Al probarlo de esta forma, la Providencia manifestaba, desde un nivel más alto, la predestinación de Francisco, que fue grande en todo, especialmente en el dolor.
Sucesor de San Ignacio
Tras la muerte de San Ignacio, en 1556, el P. Diego Laínez gobernó la Compañía durante nueve años: dos como vicario general y siete como superior general. Falleció en 1565. En su lecho de muerte, se quedó mirando largamente al P. Francisco de Borja, como una premonición del futuro que le aguardaba. Las elecciones realizadas ese mismo año confirmaron su mudo presagio, pues fue él el escogido. La unanimidad con que todos se volvieron hacia el santo era una prueba de lo convencidos que estaban de cómo él representaba el espíritu de la institución.

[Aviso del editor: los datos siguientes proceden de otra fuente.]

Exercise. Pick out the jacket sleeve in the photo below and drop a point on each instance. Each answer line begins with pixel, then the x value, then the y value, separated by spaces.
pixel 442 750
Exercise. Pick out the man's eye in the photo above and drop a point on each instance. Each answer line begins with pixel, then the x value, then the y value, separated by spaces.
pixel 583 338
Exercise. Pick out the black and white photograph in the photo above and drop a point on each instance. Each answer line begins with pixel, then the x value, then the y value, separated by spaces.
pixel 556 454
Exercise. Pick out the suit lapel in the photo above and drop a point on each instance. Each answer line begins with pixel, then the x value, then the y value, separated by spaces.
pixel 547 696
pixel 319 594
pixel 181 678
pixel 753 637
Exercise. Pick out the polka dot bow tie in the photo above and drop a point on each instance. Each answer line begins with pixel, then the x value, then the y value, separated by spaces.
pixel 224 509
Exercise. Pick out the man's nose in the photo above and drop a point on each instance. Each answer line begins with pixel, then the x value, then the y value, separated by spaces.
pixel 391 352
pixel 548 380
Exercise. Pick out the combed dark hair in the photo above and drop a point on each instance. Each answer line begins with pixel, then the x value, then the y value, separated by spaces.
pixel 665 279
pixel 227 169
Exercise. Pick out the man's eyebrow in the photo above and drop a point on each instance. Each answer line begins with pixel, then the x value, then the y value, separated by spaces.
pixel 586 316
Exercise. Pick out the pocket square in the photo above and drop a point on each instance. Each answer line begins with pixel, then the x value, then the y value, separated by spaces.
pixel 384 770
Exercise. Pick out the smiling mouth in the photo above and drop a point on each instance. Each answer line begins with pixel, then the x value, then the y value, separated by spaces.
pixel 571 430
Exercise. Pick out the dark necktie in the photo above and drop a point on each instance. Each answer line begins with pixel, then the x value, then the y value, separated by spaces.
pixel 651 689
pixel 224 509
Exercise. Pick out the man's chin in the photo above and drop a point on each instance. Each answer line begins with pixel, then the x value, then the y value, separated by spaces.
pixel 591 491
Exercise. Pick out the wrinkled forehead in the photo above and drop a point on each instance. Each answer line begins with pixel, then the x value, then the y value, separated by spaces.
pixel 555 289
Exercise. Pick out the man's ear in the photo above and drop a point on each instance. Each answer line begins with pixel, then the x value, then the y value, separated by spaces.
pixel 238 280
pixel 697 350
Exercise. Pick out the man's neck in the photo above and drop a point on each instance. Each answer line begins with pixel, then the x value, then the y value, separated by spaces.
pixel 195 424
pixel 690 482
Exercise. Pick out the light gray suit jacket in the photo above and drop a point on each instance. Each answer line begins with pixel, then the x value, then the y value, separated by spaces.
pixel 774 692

De este período de su vida llegaron hasta nosotros preciosos documentos, como su diario y cartas. Las misivas redactadas por él como general revelan el perfil del santo y del hombre de gobierno: con un lenguaje claro y directo, ofrecen directrices dadas por quien conoce tanto las agruras de los caminos como la fragilidad del hombre que los sigue.
A los superiores locales demasiado severos con sus subalternos les exigía mayor flexibilidad y afabilidad. A los misioneros tentados de desánimo por las fatigas del apostolado no les escondía cómo su corazón de padre era sensible al valor que venían dando muestras: «Anímense todavía pensando en la consolación que nosotros, en Europa, sentimos, alabando al Señor por la valentía que Él da a los que allí lejos luchan por su amor»,11 escribió en 1568 al P. Gregorio Serrano, en misión en el Brasil recién descubierto.
Sin embargo, ante los religiosos empedernidos sabía valerse de la autoridad que el cargo le facultaba y no admitía contemporizaciones. En caso de necesidad, comenta uno de sus biógrafos, «era enérgico, diciendo que San Ignacio prefería ver salir de la Compañía a un mal sujeto que ver entrar en ella a uno bueno».12
Partida hacia la gloria eterna
Durante siete años estuvo gobernando la Compañía de Jesús. En este tiempo le correspondió la grave responsabilidad de formar a la primera generación de religiosos que no conocieron a su fundador, tarea desempeñada con eximia fidelidad. Bajo su generalato la Orden adquirió estabilidad, abrió numerosos colegios y se consolidó en las misiones. En tan corto período, 66 jesuitas fueron martirizados, entre ellos Ignacio de Azevedo y sus 39 compañeros.
El fallecimiento de San Francisco de Borja, ocurrido en Roma, en la madrugada del día primero de octubre de 1572, fue una salida hacia la Patria Eterna llena de alegría, propia de quien dio todo por Dios y estaba dispuesto a recibir de Él incomparablemente más.
Aguijón en la conciencia de los mundanos y los poderosos
Al inspirado carácter del cuarto Duque de Gandía le debe la Santa Iglesia dos notables beneficios: la institución de las casas de noviciado, adoptada por otras órdenes y congregaciones religiosas en vista de los buenos resultados obtenidos por los jesuitas, y la fundación de la Universidad Gregoriana de Roma.
En un plano menos inmediato, que los siglos de distancia nos permiten distinguir mejor, vemos en él a un exponente de la Contrarreforma, cuyo ejemplo fue un aguijón en la conciencia de los mundanos y los poderosos de su tiempo, quienes, al abrir las puertas de sus almas al fermento neopagano del Renacimiento, «eran ya los legítimos precursores del hombre codicioso, sensual, laico y pragmático de nuestros días, de la cultura y de la civilización materialista en la que nos vamos sumergiendo cada vez más».13
Hoy, aunque nuestro contexto sociocultural sea diverso de aquel en el que vivió ese Grande de España y general de la Compañía de Jesús, su entusiástica fidelidad a Cristo y a la Iglesia nos invita a pedir hombres que en la época presente y con los métodos actuales hagan obras aún mayores a las realizadas por él en la suya. Roguemos que, desde el Cielo, San Francisco de Borja nos conduzca a las más osadas y valerosas iniciativas evangelizadoras que la mayor gloria de Dios tanto merece.